Sage-N Research believes that we are seeing the emergence of Proteomics 2.0 that extends beyond basic protein ID into statistically sound experiments involving quantitation, PTMs, and pathways
The science and art of proteomics is now starting to evolve from a basic technology to informational relevance.
An interesting parallel can be made with the internet revolution, which started with very basic search engines (Lycos, Alta Vista) before evolving into an information-rich, inter-connected web 2.0 experience, supported by the most sensitive and comprehensive search engine (Google) as a foundation.
Sage-N Research believes that proteomics can take over where microarrays leave off, by focusing on protein expression and post-translational modifications.
To make this happen, we need more advanced proteomics analysis than is routinely done in core labs today.
The power of mass spectrometry proteomics as the 'protein microscope' for cell biology lies in its ability to analyse large, million-spectra datasets from complex peptide mixtures.
Thanks to recent technological advances, that capability is now readily available.
The ability to see at a scale that is orders of magnitude greater than previously possible will continue to revolutionise cell biology.
If you are using proteomics in research, there are several reasons why you need to adopt a high-throughput (HT), million-spectra workflow, even if at present you are working mostly with simple gel spots.
The ability to do large dataset experiments becomes increasingly important, especially in today's competitive funding environments.
Since most researchers today have access to either Mascot or Sequest, the quickest way to get started with large dataset analysis methodology (if not the actual throughput) is to either download a free 14-day trial version of Scaffold or the free Trans-Proteomic Pipeline (TPP) tool suite.
Unless you have prior experience with the more specialised TPP, Scaffold is probably the easier path.
Of the two most popular search engines, Sequest should be used for ion trap and Orbitrap spectra, and Mascot for Q-Tof and Maldi-Tof spectra.
If you use the Orbitrap side of the LTQ-Orbitrap for both precursor and fragment ions (ie, higher fragment accuracy at expense of scan rate), then either Sequest or Mascot would work.
And try to use the entire recommended workflow without mixing and matching components -- you'll get higher quality results that way.

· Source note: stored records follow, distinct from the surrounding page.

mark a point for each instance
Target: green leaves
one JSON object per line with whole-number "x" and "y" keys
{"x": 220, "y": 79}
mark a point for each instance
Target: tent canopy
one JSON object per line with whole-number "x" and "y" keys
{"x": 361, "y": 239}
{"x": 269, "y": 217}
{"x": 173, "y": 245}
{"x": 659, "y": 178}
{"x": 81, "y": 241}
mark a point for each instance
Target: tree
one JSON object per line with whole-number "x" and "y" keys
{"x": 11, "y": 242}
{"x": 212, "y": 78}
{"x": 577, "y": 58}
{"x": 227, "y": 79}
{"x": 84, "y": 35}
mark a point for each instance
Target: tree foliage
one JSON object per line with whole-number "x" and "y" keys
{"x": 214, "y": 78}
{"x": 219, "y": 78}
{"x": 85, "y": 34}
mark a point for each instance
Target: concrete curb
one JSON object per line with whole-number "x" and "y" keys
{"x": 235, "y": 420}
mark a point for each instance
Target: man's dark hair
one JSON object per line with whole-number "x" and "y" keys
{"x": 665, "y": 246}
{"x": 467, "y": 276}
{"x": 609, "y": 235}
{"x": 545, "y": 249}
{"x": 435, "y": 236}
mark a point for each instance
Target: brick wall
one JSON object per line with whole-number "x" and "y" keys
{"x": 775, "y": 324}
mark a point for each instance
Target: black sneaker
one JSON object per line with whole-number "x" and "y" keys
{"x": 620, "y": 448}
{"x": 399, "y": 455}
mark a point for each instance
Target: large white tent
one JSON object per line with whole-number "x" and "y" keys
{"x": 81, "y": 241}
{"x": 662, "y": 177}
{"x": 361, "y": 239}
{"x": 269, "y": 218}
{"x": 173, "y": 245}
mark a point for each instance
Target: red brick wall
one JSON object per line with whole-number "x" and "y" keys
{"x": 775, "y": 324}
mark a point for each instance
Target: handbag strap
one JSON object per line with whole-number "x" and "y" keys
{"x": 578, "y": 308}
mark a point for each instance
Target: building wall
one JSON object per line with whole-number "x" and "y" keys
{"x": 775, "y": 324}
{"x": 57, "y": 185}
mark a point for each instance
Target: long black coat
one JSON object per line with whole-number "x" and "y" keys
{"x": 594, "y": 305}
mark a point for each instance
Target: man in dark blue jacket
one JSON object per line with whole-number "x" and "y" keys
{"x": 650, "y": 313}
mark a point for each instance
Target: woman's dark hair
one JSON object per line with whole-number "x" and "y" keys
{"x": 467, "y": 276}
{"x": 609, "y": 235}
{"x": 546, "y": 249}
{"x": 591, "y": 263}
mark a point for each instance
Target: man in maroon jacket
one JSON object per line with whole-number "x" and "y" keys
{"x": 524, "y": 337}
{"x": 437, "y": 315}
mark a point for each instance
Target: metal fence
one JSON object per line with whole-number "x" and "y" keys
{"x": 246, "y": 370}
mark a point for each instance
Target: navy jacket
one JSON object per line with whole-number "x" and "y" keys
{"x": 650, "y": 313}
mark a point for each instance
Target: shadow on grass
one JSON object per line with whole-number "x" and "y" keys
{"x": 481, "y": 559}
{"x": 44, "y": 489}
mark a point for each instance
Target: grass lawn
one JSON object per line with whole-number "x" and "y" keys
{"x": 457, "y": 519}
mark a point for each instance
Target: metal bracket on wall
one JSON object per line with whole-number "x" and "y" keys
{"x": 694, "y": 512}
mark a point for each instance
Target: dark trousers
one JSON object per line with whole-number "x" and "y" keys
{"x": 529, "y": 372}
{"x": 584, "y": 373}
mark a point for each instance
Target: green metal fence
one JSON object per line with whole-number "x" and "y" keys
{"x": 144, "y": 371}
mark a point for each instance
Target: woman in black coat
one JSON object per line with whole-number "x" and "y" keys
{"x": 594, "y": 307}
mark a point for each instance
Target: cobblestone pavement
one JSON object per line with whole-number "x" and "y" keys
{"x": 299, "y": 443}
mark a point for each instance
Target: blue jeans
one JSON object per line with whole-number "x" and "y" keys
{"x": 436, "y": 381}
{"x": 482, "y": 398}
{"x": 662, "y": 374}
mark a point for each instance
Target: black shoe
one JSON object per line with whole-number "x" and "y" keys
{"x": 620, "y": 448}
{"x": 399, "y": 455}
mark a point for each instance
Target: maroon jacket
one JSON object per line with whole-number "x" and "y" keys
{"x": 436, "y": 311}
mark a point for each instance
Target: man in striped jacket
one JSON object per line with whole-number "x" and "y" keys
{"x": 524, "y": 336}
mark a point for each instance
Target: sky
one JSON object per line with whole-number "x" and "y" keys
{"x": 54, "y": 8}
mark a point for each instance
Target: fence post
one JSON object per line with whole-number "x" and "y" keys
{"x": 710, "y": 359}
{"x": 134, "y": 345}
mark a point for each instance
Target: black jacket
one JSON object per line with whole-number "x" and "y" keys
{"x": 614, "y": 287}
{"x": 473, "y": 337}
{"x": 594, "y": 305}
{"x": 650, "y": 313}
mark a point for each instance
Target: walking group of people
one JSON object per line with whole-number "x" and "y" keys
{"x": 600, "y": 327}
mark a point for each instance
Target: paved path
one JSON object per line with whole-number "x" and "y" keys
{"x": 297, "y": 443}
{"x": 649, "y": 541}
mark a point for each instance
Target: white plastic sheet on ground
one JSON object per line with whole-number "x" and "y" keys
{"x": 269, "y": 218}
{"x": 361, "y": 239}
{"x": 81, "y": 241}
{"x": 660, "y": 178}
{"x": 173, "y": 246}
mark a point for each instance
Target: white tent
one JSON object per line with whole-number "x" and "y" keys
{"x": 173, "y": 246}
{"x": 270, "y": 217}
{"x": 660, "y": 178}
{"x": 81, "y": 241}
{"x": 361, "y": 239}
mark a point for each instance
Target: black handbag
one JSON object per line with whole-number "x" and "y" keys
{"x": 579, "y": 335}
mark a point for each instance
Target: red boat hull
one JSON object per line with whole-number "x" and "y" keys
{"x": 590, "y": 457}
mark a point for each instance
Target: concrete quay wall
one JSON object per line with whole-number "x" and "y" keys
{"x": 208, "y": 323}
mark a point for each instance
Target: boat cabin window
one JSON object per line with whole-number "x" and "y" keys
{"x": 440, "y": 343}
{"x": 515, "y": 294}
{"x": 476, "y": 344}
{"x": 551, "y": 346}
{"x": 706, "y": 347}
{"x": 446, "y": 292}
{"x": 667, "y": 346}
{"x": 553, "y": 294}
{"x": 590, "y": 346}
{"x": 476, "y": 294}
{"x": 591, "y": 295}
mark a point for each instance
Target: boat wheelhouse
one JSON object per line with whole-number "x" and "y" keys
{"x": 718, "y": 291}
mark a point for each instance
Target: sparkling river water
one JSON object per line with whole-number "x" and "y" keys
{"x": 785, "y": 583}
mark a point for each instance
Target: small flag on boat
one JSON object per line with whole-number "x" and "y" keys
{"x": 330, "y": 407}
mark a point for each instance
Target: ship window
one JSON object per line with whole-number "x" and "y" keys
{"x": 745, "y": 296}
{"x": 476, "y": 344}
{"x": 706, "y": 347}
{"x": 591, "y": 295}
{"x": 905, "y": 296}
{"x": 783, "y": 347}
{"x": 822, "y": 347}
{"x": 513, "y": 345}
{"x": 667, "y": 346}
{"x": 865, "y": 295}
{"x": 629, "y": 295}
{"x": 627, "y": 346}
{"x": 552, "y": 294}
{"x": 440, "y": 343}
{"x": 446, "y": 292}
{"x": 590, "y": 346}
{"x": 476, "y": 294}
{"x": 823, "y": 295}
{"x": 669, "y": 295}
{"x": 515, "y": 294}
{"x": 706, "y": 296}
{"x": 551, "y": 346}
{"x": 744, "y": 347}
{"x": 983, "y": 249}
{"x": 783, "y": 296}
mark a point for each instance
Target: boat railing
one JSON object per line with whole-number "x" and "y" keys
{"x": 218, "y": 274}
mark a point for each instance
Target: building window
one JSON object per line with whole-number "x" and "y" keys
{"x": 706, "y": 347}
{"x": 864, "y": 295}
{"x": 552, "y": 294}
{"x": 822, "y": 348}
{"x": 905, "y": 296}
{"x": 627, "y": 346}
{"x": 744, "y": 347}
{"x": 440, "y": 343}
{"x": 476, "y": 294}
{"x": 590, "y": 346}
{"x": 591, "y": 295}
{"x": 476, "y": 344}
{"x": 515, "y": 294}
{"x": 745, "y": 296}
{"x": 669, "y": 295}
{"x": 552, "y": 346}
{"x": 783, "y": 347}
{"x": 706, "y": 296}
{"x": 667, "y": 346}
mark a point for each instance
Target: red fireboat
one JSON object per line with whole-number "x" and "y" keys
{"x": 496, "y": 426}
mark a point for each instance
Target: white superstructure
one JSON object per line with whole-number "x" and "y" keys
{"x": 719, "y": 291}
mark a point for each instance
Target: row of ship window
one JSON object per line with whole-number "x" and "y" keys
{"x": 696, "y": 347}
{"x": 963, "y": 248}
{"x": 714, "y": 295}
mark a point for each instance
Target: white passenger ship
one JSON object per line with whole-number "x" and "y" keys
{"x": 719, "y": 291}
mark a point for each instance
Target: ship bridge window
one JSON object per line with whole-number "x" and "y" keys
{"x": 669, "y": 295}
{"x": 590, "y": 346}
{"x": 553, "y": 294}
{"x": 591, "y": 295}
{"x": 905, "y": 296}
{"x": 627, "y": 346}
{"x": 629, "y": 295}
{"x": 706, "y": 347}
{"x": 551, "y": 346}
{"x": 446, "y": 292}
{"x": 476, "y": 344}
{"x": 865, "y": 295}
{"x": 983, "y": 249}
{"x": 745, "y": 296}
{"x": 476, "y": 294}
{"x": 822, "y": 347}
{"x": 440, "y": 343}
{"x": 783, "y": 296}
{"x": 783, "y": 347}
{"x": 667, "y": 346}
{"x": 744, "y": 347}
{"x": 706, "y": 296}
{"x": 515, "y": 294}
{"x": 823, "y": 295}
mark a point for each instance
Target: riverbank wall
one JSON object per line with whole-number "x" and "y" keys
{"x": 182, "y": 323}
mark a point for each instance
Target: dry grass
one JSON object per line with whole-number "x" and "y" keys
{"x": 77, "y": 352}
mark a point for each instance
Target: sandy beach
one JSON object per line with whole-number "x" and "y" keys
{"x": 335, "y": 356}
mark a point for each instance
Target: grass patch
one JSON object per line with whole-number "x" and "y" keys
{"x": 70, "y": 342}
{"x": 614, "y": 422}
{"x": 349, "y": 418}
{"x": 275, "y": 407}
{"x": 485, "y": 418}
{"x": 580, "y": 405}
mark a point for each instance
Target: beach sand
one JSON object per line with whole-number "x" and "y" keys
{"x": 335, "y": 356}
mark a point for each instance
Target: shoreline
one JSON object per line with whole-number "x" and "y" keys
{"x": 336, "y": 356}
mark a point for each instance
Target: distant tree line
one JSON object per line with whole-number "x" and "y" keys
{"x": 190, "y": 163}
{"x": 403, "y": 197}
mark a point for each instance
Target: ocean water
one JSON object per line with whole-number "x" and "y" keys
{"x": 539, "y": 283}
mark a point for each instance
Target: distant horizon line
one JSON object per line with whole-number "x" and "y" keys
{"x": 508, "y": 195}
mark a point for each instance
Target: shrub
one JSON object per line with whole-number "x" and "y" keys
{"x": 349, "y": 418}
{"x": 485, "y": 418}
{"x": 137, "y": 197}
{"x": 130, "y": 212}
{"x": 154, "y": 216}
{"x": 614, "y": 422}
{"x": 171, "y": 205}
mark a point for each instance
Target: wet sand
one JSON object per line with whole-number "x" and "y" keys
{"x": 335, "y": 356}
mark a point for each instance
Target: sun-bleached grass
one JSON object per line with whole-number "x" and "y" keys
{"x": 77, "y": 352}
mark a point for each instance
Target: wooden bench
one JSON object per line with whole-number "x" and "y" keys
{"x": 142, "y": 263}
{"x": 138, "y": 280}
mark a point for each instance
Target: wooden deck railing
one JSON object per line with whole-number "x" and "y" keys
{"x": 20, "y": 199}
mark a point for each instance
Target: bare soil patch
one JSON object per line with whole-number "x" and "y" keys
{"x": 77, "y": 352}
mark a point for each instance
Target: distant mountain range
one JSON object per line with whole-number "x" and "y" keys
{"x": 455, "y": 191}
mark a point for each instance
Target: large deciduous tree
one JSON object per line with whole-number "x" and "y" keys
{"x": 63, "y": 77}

For labs that need an automated high-throughput workflow requiring little IT maintenance, the Sorcerer 2 'integrated data appliance' system provides the optimal solution as a convenient analysis instrument that allows you to process large amounts of proteomic data without hassles.
Sage-N Research continues to recommend proteomics researchers to use standardised workflows, in order to minimise inadvertent errors that arise from workflow subtleties.
Unbeknownst to occasional users of proteomic analysis tools, many aspects of proteomic analysis continue to be in a state of flux, including file formats, software libraries, new capabilities, how defaults are handled, etc.
The easiest way to stay out of trouble is to stick with the recommendations from data analysis experts, especially those from the user community and specialized software vendors.
In particular, it continues to recommend that users of high accuracy mass specs (particularly Orbitrap and FT systems), to run searches with precursor mass tolerance of +/-50ppm, even though the theoretical accuracy can be much higher.
One key benefit is that delta-mass is important auxiliary information used by post-search validation tools to help curve-fit noise distributions, compute false positive rate, and tease out weak matches.
Recently, it has found another reason to search with the widened mass tolerance: robustness even with precursor mass calculation variability.
Apparently, it is possible to get different precursor masses from the latest versions of ISB's ReAdW utility vs Thermo's ExtractMSN.
In a dataset provided by the University of Greifswald, precursor masses generated by ReAdW were about 10 to 15ppm higher than by ExtractMSN using common parameters.
In a spot check of five spectra from this dataset with high-scoring top peptides, Sage-N found that the ExtractMSN masses were between 6 to 24 ppm higher than 'actual' (ie, theoretical from the top peptide hit), while ReAdW masses were between 14 to 39ppm higher.
Under recommended search conditions (eg, 50ppm tolerance), the search results were largely identical (18 of 19 proteins reported with 95%+ confidence were the same).
However, the results were obviously different if mass tolerance was significantly tightened.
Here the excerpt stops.